Column-Oriented Databases vs RDBMS and Oracle
This is the second part of my article about Column-Store databases. In the first part Column-Oriented Databases – Old Idea, New wave I was focusing on topics like performance and functionality of Column-Oriented Databases and their comparison to RDBMS, specifically to Oracle database. This time I will continue the comparison of two database camps – Column-Stores vs Row-Stores – in areas of compression, partitioning. I’ll mention also the usage of Column-oriented storage benefits in Oracle products, like for example a new Oracle 12c database In-Memory Option.
Compression of columns vs rows
One of the potential advantages of column-oriented storage is the possibility of good compression. It is important to understand why compressing the data can be advantageous. It is not primarily the pure cost of having enough disk space to cover the physical size of the data that matters – disks are relatively cheap and are getting larger and cheaper at a steady rate. Rather, the potential benefit is when data has to be retrieved from disk as part of processing queries. Good I/O bandwidth is not cheap and techniques, such as compression, that reduce the size of the data that is retrieved from storage can be very advantageous, although there is usually some CPU-cost associated with compressing and uncompressing the data.

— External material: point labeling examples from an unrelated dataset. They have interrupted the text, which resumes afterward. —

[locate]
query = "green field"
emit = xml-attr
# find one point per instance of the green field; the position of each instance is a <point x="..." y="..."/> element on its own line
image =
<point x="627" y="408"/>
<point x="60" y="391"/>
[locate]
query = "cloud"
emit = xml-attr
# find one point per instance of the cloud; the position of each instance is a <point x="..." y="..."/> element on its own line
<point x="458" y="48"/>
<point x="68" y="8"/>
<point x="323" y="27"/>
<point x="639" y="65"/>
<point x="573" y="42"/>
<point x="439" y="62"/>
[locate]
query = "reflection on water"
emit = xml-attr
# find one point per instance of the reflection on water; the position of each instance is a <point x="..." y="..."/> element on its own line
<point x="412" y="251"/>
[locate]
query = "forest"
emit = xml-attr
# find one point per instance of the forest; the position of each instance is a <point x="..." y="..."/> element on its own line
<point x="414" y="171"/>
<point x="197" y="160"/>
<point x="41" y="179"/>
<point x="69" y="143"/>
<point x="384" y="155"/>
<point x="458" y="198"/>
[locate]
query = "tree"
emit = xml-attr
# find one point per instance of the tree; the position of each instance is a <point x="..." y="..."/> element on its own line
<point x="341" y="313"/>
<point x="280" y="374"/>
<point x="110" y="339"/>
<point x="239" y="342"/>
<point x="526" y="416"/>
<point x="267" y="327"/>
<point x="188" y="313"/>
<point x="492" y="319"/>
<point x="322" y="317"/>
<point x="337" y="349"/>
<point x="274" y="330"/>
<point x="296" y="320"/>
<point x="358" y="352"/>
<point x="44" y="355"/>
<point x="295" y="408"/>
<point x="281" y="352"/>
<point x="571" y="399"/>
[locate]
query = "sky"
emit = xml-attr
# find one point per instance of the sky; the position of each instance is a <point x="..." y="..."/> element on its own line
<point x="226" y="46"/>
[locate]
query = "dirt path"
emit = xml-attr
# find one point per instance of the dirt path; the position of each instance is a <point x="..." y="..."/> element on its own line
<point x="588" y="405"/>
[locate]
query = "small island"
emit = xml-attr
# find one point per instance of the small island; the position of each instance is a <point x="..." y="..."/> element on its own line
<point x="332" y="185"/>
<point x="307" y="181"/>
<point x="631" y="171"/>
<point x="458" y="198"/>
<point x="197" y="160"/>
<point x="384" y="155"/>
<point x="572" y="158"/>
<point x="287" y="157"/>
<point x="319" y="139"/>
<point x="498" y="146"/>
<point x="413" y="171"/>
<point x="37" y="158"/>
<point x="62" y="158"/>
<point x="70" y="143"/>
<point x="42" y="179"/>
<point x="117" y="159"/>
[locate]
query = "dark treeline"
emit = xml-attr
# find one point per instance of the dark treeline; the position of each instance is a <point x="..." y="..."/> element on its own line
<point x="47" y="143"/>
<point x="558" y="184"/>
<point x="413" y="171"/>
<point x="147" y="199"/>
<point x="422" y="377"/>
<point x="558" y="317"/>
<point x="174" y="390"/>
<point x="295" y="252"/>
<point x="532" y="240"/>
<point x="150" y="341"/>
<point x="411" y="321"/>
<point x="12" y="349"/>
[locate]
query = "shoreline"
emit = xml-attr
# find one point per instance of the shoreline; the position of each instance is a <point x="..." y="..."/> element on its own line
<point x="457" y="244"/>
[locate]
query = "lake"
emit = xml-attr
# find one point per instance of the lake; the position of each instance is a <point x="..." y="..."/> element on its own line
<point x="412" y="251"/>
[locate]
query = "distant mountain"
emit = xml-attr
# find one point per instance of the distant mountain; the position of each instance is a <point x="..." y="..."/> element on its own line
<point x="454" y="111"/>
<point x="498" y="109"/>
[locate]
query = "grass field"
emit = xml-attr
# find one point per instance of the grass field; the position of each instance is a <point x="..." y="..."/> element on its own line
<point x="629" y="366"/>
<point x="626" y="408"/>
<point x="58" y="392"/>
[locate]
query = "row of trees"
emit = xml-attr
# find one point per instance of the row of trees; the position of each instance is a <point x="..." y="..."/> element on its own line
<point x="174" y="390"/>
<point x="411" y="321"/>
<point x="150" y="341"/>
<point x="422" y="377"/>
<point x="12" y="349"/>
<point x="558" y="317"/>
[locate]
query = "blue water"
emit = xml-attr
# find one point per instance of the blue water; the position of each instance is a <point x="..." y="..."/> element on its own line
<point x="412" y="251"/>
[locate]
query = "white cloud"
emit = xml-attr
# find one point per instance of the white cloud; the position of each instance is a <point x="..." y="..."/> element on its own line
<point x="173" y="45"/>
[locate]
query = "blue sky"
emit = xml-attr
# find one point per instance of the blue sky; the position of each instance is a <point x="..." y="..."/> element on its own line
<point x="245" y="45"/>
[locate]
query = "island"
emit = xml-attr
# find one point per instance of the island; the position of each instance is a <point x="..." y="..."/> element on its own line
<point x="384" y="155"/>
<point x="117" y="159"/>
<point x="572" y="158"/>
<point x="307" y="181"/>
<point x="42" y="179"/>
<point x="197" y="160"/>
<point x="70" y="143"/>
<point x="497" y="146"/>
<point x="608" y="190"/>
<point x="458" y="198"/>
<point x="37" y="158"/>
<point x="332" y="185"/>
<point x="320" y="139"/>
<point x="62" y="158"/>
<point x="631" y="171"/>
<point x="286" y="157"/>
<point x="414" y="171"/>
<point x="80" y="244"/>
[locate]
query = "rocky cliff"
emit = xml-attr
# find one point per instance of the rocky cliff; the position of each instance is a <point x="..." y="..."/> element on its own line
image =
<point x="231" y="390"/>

Oracle for example provides several major mechanisms for utilizing compression to benefit query processing. One is the row-level objects compression feature; another is Exadata Hybrid Columnar Compression – HCC (see below).

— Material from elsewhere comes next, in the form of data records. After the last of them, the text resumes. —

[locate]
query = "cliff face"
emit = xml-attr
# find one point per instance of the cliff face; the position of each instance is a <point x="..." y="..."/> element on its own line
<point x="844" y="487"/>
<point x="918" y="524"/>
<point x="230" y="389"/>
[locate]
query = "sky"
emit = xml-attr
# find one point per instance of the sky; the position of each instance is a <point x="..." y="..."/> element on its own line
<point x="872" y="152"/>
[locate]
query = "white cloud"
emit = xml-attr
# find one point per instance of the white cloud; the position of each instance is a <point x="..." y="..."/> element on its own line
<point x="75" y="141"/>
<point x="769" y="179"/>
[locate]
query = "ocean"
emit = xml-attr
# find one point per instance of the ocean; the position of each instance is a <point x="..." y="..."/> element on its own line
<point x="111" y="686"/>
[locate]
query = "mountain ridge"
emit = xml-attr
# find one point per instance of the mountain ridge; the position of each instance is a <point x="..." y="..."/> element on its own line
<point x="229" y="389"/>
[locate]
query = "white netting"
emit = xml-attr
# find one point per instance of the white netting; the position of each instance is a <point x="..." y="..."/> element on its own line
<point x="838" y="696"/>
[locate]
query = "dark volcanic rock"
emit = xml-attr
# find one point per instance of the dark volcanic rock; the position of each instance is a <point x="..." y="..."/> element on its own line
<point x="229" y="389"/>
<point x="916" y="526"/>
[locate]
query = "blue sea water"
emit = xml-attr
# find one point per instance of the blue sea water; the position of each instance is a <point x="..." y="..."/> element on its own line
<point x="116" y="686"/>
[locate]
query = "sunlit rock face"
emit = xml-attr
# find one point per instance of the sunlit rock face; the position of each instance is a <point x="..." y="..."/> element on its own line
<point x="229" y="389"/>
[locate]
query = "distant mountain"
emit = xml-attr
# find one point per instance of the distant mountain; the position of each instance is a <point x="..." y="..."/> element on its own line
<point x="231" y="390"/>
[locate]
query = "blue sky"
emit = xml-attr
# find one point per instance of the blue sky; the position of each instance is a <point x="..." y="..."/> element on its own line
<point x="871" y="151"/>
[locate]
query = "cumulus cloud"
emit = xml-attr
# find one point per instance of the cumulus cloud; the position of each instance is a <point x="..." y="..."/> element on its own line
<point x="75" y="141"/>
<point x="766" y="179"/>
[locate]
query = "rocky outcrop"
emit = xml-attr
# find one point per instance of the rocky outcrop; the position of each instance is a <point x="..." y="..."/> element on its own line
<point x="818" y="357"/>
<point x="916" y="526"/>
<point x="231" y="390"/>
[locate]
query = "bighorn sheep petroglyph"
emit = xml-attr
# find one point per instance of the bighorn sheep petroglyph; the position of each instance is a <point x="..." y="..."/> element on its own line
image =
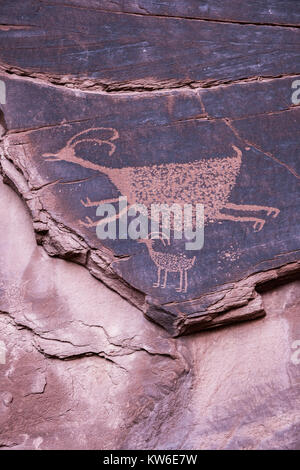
<point x="207" y="181"/>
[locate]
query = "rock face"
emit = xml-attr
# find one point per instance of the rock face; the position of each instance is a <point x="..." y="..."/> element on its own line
<point x="159" y="103"/>
<point x="81" y="368"/>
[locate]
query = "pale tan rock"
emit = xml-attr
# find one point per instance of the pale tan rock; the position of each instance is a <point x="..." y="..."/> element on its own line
<point x="84" y="369"/>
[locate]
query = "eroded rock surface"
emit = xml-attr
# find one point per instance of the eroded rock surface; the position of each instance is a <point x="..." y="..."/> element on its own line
<point x="160" y="102"/>
<point x="81" y="368"/>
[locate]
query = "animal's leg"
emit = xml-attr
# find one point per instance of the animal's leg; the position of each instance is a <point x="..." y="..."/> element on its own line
<point x="106" y="220"/>
<point x="185" y="281"/>
<point x="89" y="223"/>
<point x="157" y="284"/>
<point x="179" y="289"/>
<point x="258" y="223"/>
<point x="89" y="203"/>
<point x="240" y="207"/>
<point x="165" y="280"/>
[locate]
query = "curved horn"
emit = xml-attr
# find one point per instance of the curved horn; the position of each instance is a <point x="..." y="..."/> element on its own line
<point x="162" y="237"/>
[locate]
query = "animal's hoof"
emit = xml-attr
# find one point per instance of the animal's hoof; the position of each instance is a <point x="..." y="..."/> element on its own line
<point x="86" y="203"/>
<point x="89" y="222"/>
<point x="273" y="211"/>
<point x="49" y="157"/>
<point x="258" y="225"/>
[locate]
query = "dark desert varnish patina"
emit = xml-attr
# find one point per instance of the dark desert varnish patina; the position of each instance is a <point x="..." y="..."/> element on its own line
<point x="118" y="128"/>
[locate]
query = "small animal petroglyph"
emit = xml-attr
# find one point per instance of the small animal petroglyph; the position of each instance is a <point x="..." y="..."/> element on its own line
<point x="168" y="262"/>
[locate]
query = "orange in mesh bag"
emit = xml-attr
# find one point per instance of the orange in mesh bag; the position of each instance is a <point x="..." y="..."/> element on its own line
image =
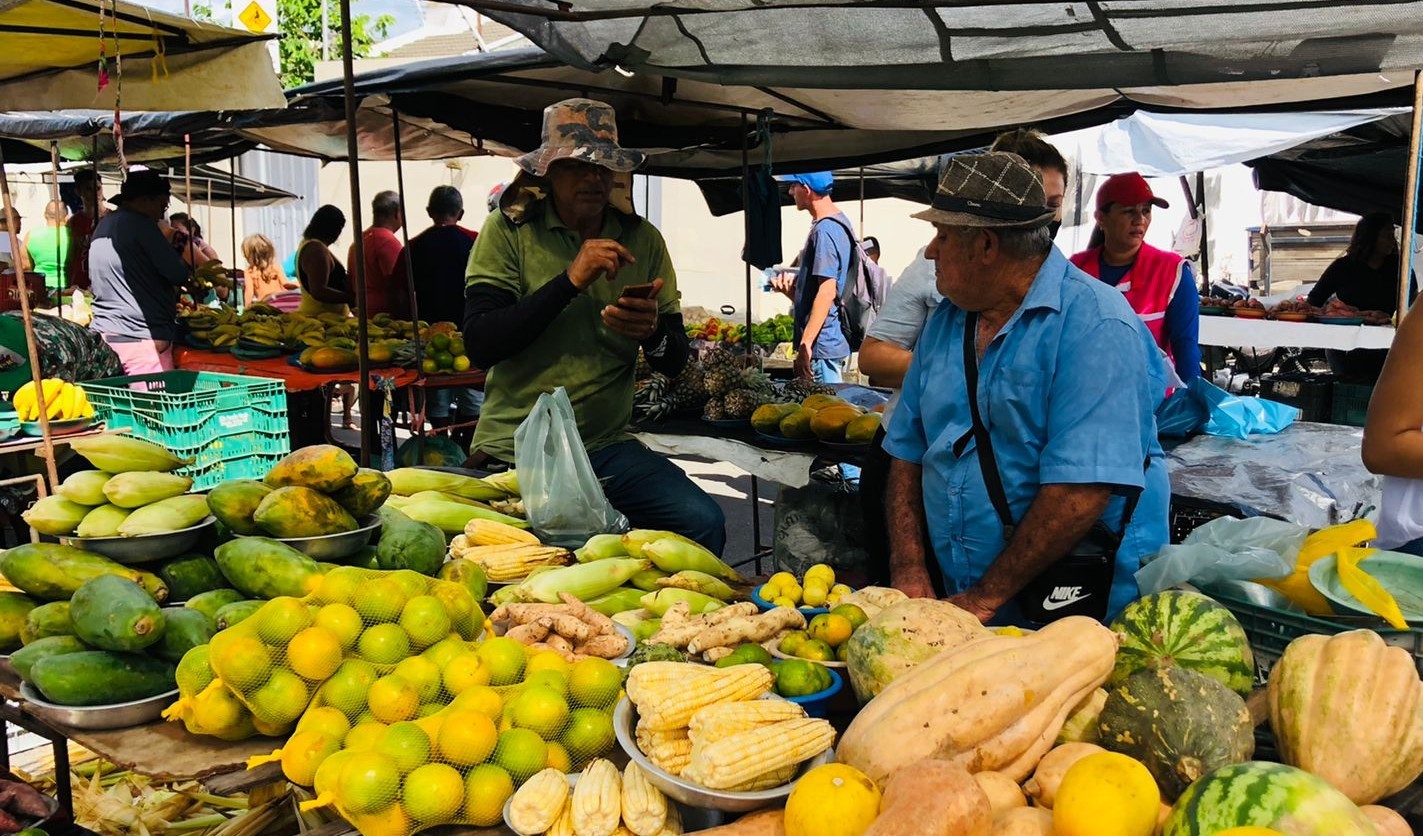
<point x="345" y="641"/>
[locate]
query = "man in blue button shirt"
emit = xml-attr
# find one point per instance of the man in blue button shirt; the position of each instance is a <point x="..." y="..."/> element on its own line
<point x="1067" y="386"/>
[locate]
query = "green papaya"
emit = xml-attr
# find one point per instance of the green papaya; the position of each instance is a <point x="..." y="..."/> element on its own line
<point x="101" y="678"/>
<point x="185" y="630"/>
<point x="115" y="614"/>
<point x="103" y="521"/>
<point x="266" y="568"/>
<point x="406" y="543"/>
<point x="50" y="645"/>
<point x="171" y="514"/>
<point x="84" y="487"/>
<point x="236" y="613"/>
<point x="209" y="603"/>
<point x="53" y="573"/>
<point x="325" y="467"/>
<point x="54" y="516"/>
<point x="14" y="608"/>
<point x="234" y="502"/>
<point x="47" y="620"/>
<point x="364" y="493"/>
<point x="467" y="574"/>
<point x="300" y="511"/>
<point x="189" y="576"/>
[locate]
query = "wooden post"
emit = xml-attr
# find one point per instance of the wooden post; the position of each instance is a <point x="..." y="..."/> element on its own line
<point x="357" y="268"/>
<point x="36" y="369"/>
<point x="1410" y="204"/>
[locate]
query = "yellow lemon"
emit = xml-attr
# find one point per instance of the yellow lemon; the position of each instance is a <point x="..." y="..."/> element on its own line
<point x="313" y="654"/>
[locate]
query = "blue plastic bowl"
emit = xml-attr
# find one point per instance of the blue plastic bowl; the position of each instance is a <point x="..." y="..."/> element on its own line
<point x="818" y="704"/>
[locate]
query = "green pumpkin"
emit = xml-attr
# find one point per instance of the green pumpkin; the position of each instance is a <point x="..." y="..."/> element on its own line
<point x="1187" y="630"/>
<point x="1178" y="724"/>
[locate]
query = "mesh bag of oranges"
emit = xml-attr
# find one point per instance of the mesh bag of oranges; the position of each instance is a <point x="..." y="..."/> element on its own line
<point x="353" y="628"/>
<point x="501" y="715"/>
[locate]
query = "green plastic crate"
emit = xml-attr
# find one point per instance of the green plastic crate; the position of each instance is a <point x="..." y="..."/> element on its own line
<point x="232" y="426"/>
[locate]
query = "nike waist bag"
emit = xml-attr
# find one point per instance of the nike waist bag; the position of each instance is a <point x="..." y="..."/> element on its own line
<point x="1077" y="584"/>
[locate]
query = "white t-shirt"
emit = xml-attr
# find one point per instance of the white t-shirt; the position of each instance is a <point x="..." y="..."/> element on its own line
<point x="908" y="305"/>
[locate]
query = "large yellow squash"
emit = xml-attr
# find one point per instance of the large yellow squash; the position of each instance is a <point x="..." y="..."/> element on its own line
<point x="1349" y="708"/>
<point x="995" y="704"/>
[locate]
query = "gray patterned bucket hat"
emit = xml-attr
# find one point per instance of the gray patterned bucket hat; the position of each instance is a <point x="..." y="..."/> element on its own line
<point x="581" y="128"/>
<point x="989" y="190"/>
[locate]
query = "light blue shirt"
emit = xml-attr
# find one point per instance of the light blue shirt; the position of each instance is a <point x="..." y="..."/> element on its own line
<point x="1069" y="390"/>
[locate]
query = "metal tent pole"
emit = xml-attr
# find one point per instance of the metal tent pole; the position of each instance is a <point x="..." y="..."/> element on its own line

Partitioning VERTICAL vs HORIZONTAL
Column-oriented storage is a form of vertical partitioning of the data. One of the disadvantages of this type of partitioning is the cost of joining different partitions to reconstruct a row. This cost usually never highlighted in column database benchmarks. Since, conveniently, the “projections” were created for the queries in a way that obviated the need to join them. In reality, the impact of vertical partitioning on operations like joins, updates, and date loads makes it hard to use since the possible benefits are very workload dependent and it can make some operations in a workload run much slower even if there are others that run faster.
There is another form of partitioning that exists in RDBMS and that lacks the kind of drawbacks associated with vertical partitioning, namely horizontal partitioning. Horizontal partitioning has tremendous benefits for performance, availability, and manageability. Benefits include:
– Partition pruning
– Partition-wise joins
– High availability
– ETL processing
Implementation of horizontal partitioning provides users with a high degree of flexibility due to different options for partitioning criteria.
RDBMS are not pure Row-Stores
I’m certain if columnar data stores are the new wave of the future that become a proven technology, you can be sure Oracle will have it. In fact best columnar stores advantages are already utilized in the RDBMS market leader. Some features examples are below:
Oracle user Hybrid Columnar Compression (HCC) in own Exadata machines. HCC is a compression method for organizing how data is stored on Exadata machines since 11gR2 version. Instead of storing the data in traditional rows, the data is grouped, ordered, stored and compressed one column at a time.
Oracle In-Memory Database
Oracle In-Memory Database is a Row-Store but it uses in-memory columnar compression. It provides the ability to compress database objects at the column level, thus storing the data more efficiently. This mechanism provides space reduction for tables by eliminating the redundant storage of duplicate values within columns and improves the performance of SQL queries that perform full table scans.
Oracle 12c database In-Memory Option
Oracle 12c database In-Memory Option will be released with next PatchSet in June 2014 and will use in-memory cache with columnar structure.
As a conclusion, proponents of column-oriented databases have recently been making claims that would make it seem like this storage organization is far superior to row-oriented storage. In support of such claims, magic benchmarks have been published that, unlike industry standard benchmarks like TPC-H, avoids joins and only measures how fast a materialized view can be scanned. Such a benchmark tells very little about the pros and cons of column-oriented storage in real-world data warehouse environments. In reality, column-based storage and vertical partitioning are old concepts that have both advantages and disadvantages. In the complex world of data warehousing, there may well be scenarios where such storage organizations have some benefits. However, for real-world environments, it is likely that both the scenarios and benefits are limited compared to long-established Oracle features like materialized views, bitmap indexing, horizontal partitioning, built-in OLAP and other valuable features required for production database solutions.